Numa entrevista por escrito ao PÚBLICO, Rui Rio explica com mais detalhe o objectivo da pergunta que lançou esta semana para discussão, na qualidade de moderador  de um debate, no Porto, sobre Fiscalidade e Orçamento do Estado. O ex-autarca do PSD, que pode vir a disputar a liderança do partido em 2018, vislumbra vantagens na ideia que apresentou sobre um novo imposto e sublinha que o valor anual que os portugueses pagam em juros da dívida é idêntico ao que custa o Serviço Nacional de Saúde (SNS).

Quer explicar melhor a ideia da criação de um novo imposto que serviria para pagar, anualmente, os juros da dívida pública?
Eu não fiz nenhuma proposta, nem falei num novo imposto para pagar a dívida.

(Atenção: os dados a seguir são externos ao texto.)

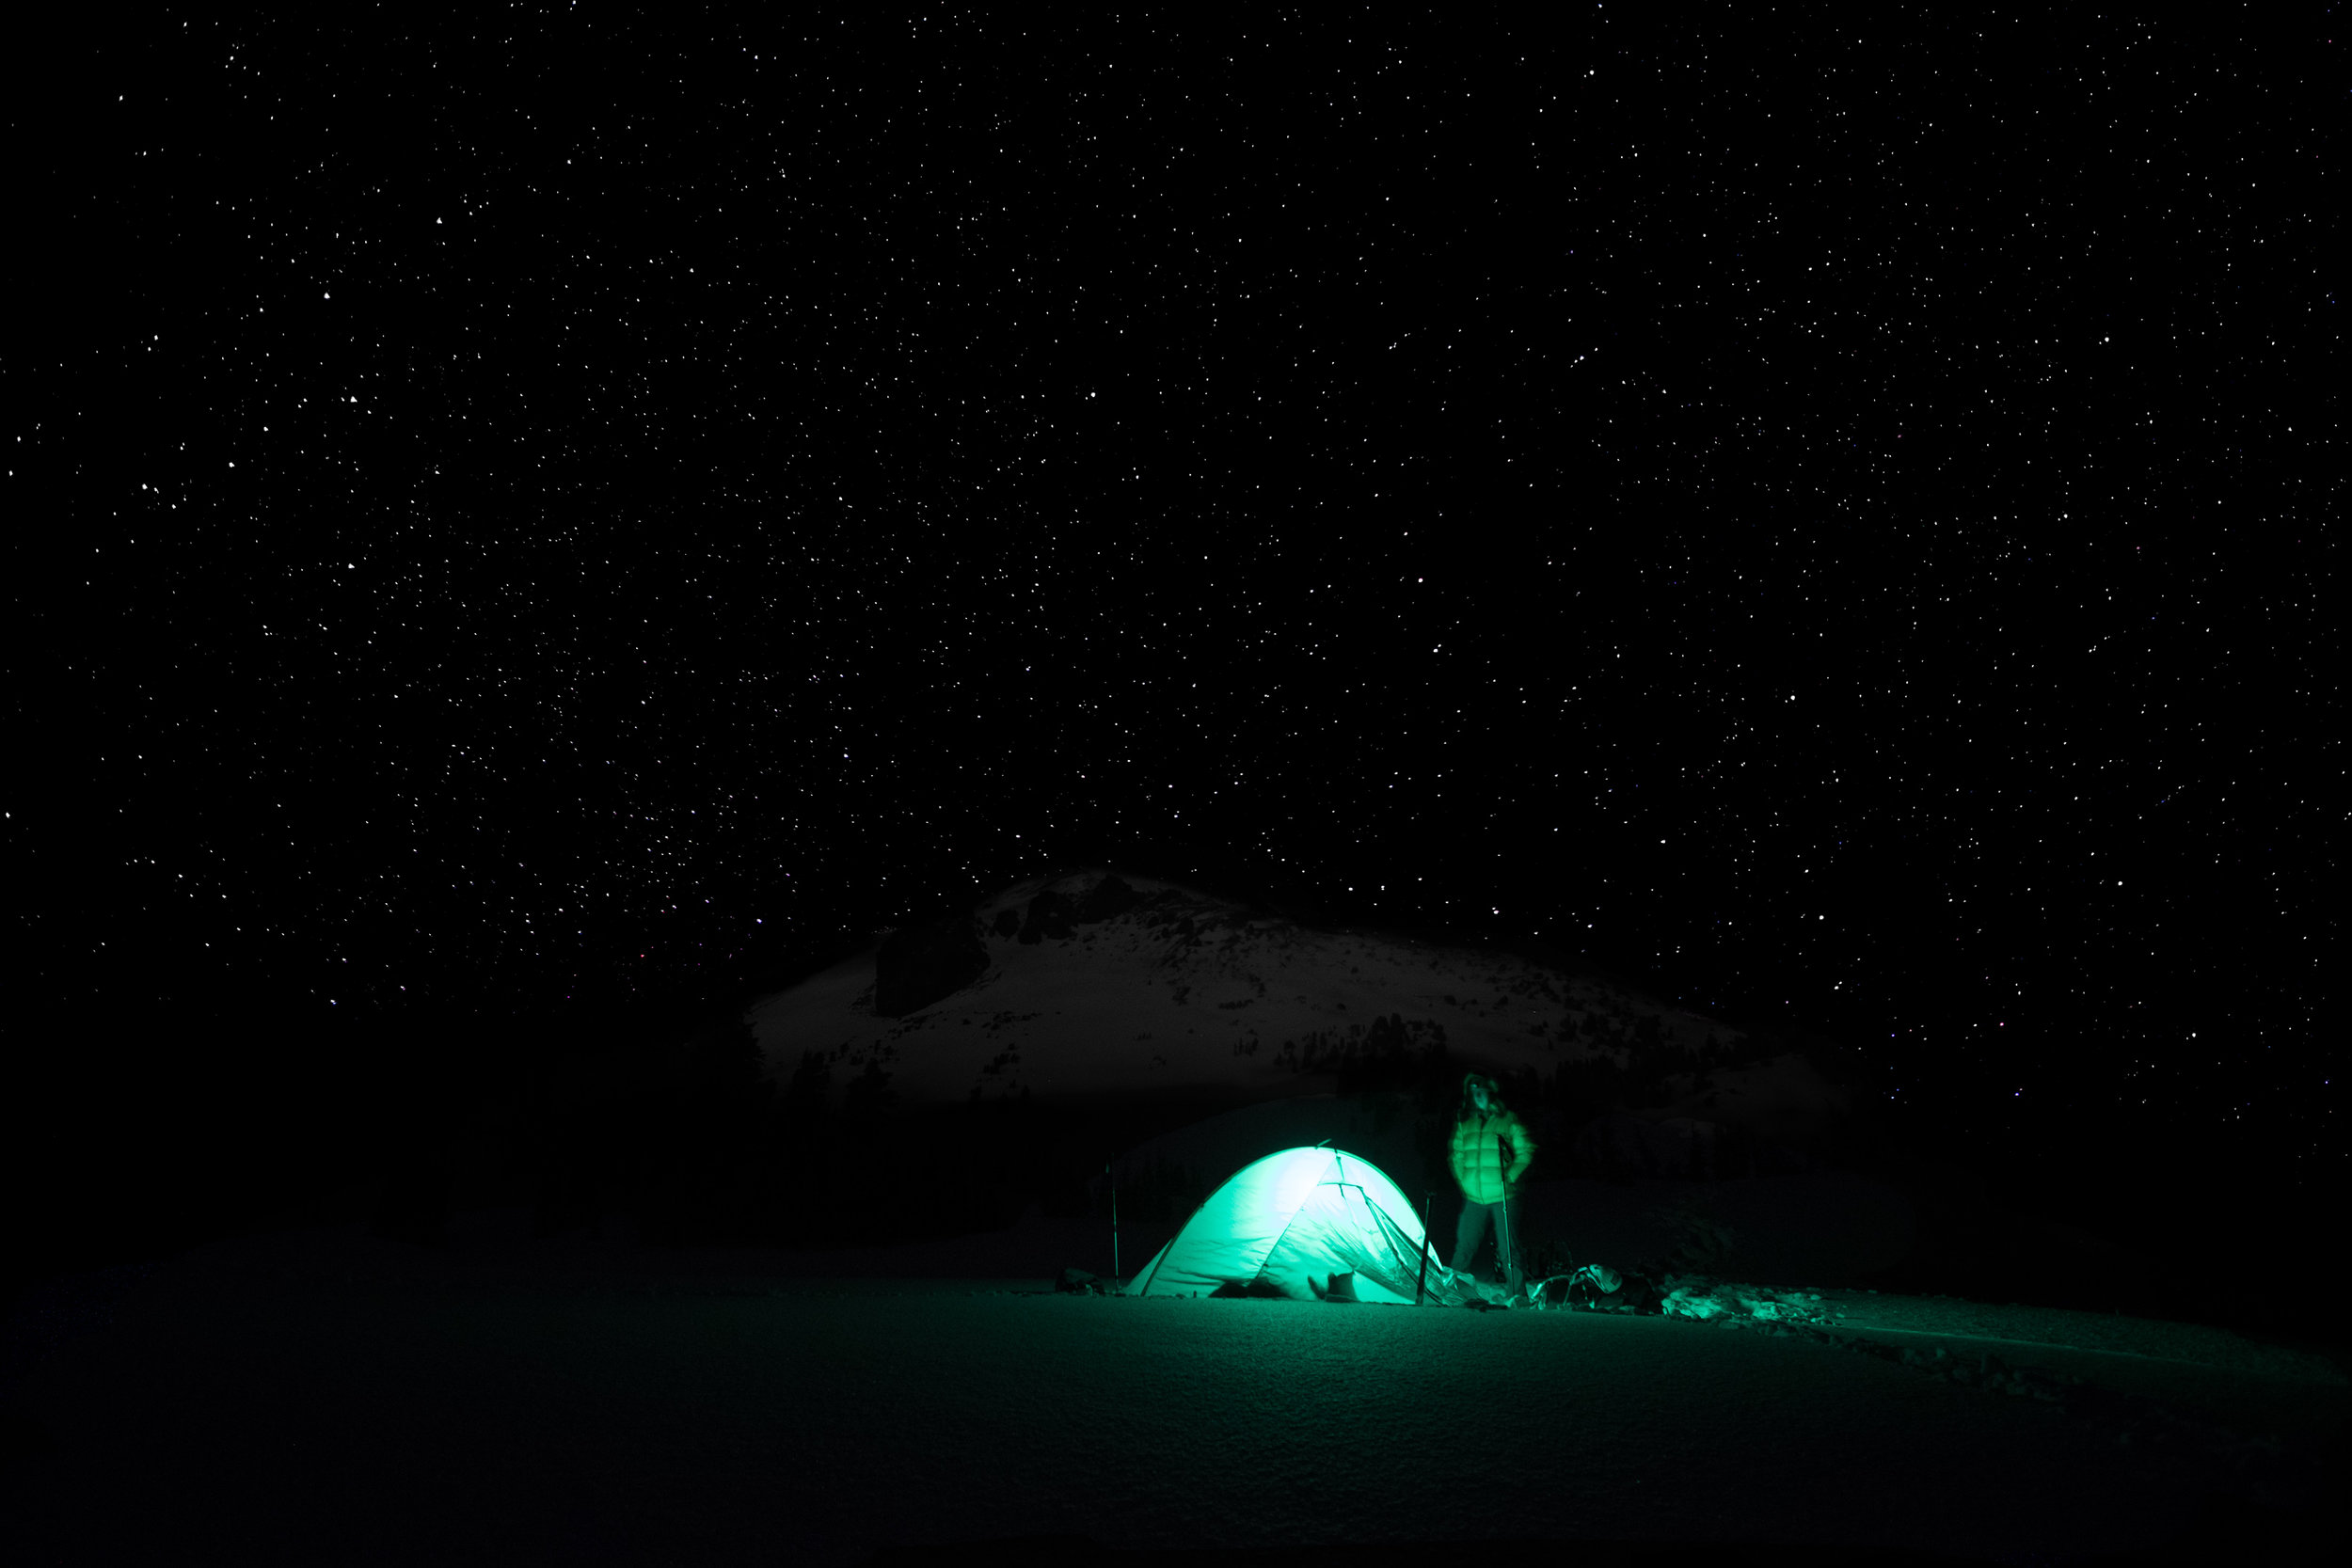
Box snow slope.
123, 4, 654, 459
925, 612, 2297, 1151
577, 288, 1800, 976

Pedi apenas um comentário aos palestrantes de um debate que estava a moderar sobre uma ideia em concreto. E essa ideia consistia na possibilidade de se baixar um ou mais impostos e, por contrapartida, criar um novo dedicado ao pagamento dos juros da dívida pública que todos estamos a pagar anualmente. Ao contrário do que alguns maldosamente insinuaram, nenhum cidadão iria pagar mais impostos.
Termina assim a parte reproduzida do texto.